Content chapters include:
- Emerging Insect-Transmitted Plant Diseases: The Bacterium Xylella fastidiosa as a Case Study
- Genetic Control of Aedes Mosquitoes
- The Intensifying Storm: Domestication of Aedes aegypti, Urbanization of Arboviruses, and Emerging Insecticide Resistance
- Dengue, Chikungunya, and Other Vector-Borne Diseases (VBDs): Surveillance and Response in Latin America and the Caribbean: The Role of the Pan American Health Organization
- Vector-Borne Diseases: Animals and Patterns
- Drivers, Dynamics, and Control of Emerging Vector-Borne Zoonotic Diseases
- Climate Teleconnections, Weather Extremes, and Vector-Borne Disease Outbreaks
- Changing Paradigms for Tick-Borne Diseases in the Americas
- Emerging Vector-Borne Diseases in the United States: What Is Next, and Are We Prepared?

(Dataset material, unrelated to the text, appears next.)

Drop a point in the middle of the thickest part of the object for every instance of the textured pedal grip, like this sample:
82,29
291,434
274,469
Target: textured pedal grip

- Arbovirus Evolution, Vector Competence, and Virulence Models – Changing Patterns of Infection
- Vector-Borne Disease Emergence and Spread in the European Union
- Disruption of Insect Transmission of Plant Viruses
Pathogens transmitted among humans, animals, or plants by insects and arthropod vectors have been responsible for significant morbidity and mortality throughout recorded history. Such vector-borne diseases – including malaria, dengue, yellow fever, and plague – together accounted for more human disease and death in the 17th through early 20th centuries than all other causes combined.
Over the past three decades, previously controlled vector-borne diseases have resurged or reemerged in new geographic locations, and several newly identified pathogens and vectors have triggered disease outbreaks in plants and animals, including humans.
Domestic and international capabilities to detect, identify, and effectively respond to vector-borne diseases are limited. Few vaccines have been developed against vector-borne pathogens. At the same time, drug resistance has developed in vector-borne pathogens while their vectors are increasingly resistant to insecticide controls.
Furthermore, the ranks of scientists trained to conduct research in key fields including medical entomology, vector ecology, and tropical medicine have dwindled, threatening prospects for addressing vector-borne diseases now and in the future.